Ferguson, MO, shows cost of militarizing police

Police Militarization in Ferguson -- and Your Town | Cato @ Liberty - Walter Olson:

August 13, 2014 - "Why armored vehicles in a Midwestern inner suburb? Why would cops wear camouflage gear against a terrain patterned by convenience stores and beauty parlors? Why are the authorities in Ferguson, Mo. so given to quasi-martial crowd control methods (such as bans on walking on the street) and, per the reporting of Riverfront Times, the firing of tear gas at people in their own yards? ('"This my property!" he shouted, prompting police to fire a tear gas canister directly at his face.') Why would someone identifying himself as an 82nd Airborne Army veteran, observing the Ferguson police scene, comment that 'We rolled lighter than that in an actual warzone'?

"As most readers have reason to know by now, the town of Ferguson, Mo. outside St.
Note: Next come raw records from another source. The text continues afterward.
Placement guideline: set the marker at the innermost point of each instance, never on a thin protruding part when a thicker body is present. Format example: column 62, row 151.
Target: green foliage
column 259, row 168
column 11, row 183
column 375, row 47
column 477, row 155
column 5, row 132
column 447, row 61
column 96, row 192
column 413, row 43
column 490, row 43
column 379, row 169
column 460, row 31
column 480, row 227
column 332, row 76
Louis, numbering around 21,000 residents, is the scene of an unfolding drama that will be cited for years to come as a what-not-to-do manual for police forces. After police shot and killed an unarmed black teenager on the street, then left his body on the pavement for four hours, rioters destroyed many local stores. Since then, police have refused to disclose either the name of the cop involved or the autopsy results on young Michael Brown; have not managed to interview a key eyewitness even as he has told his story repeatedly on camera to the national press; have revealed that dashcams for police cars were in the city’s possession but never installed; have obtained restrictions on journalists, including on news-gathering overflights of the area; and more."